First off, DS5 started kindergarten this week. His preschool teachers gave him a copy of Oh, The Places You’ll Go and wrote messages inside. Reading them made me emotional. I think the most emotional part of it was not that he was starting kindergarten, but that I’m going through these milestone moments alone. I feel like these should be exciting times for me, but instead, there’s a little gray cloud hanging over everything, reminding me that STBXAH and I are no longer together. I still hold this image in my mind of all of us being a happy family, even though I know that image is an aberration and something that never really existed.
The good news is that DS5 loves kindergarten. But of course, there is now a change to our daily routine. Luckily, his school provides before and after school care, but now I have two drop offs. A new daycare just opened up close to our house and logistically, it would make more sense for DD2 to go there, since it’s so much closer to our house and DS5’s school. It would likely shave 30-60 minutes off our daily car rides.

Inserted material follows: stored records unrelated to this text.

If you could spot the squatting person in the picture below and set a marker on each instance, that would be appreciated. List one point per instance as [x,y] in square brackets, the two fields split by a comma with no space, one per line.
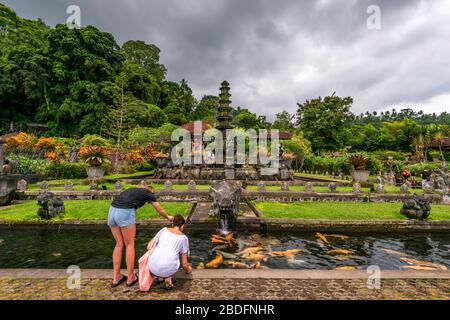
[171,246]
[122,221]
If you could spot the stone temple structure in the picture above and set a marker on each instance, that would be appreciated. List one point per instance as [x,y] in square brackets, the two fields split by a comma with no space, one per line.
[209,170]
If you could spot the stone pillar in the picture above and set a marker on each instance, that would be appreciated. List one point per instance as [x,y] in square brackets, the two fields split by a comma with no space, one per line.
[118,185]
[284,186]
[356,188]
[332,187]
[380,188]
[68,186]
[44,185]
[309,187]
[261,186]
[22,185]
[404,188]
[192,186]
[2,157]
[168,185]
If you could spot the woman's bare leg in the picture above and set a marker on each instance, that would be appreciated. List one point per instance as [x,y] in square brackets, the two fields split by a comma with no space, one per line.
[168,281]
[128,234]
[117,253]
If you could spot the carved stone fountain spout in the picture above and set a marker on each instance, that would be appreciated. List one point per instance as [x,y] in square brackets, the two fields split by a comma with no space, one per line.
[225,202]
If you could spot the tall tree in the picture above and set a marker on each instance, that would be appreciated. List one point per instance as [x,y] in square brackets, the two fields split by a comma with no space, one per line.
[284,121]
[85,63]
[24,73]
[323,121]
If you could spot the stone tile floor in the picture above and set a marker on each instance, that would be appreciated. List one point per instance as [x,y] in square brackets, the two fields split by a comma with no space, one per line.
[292,289]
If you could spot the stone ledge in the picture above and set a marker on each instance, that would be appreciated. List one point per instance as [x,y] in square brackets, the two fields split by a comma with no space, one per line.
[236,274]
[203,195]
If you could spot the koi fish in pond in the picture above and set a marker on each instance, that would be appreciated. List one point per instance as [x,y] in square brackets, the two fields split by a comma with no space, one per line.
[339,236]
[345,268]
[215,262]
[236,264]
[423,263]
[289,252]
[216,240]
[250,250]
[340,251]
[227,255]
[255,257]
[321,237]
[396,253]
[219,247]
[422,268]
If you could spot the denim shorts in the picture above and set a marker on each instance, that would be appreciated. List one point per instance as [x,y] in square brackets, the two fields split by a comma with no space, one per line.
[121,217]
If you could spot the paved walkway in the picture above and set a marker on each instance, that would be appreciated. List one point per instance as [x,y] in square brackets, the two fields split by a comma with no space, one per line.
[231,284]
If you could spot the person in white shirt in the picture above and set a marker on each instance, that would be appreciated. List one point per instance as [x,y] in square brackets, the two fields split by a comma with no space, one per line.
[172,246]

After visiting the new daycare, I ended up enrolling her. She starts on October 10. This is another change that is going to be very difficult for me. DS5 has attended the same daycare since he was 6 months old and DD2 has attended since she was 3 months. I absolutely love the daycare and all the teachers. Honestly, the daycare is more like a family to me. DD2 loves her teachers. It’s really breaking my heart to have to move her, but I know it will be better for her to not have to be in the car for so long and it will allow us to pick DS5 up earlier from after-school care.
Each time I face the prospect of something changing, it’s as if there’s an attack my “safe place”. My safe place right now is my routine and knowing what is going to happen. I guess I feel this way because there is so much in my life right now that is a question mark.
I’ve also been battling a bit of a head cold this week. In the beginning of the week, my energy levels were so low. I could tell I wasn’t just “tired,” but that my whole body felt exhausted. I’m on the mend now, thankfully.
So, overall, just taking it one day at a time, dealing with these sad moments that seem to come and go and can be triggered by anything. I know it’s all part of the grieving process, but I find myself wondering when I’m going to feel “happy.” Over and over I read stories of divorced people who swear there is light at the end of the tunnel and that I will find happiness again. I’m waiting…
I’m also contemplating the point of this blog. In the beginning, I was dealing with the effects of my husband’s alcoholism and infidelity. Now that I’ve been able to detach and separate from that, I’m focusing more on my experience with divorce. I’m wondering if I should continue referring to him as “Alcoholic Husband” (AH).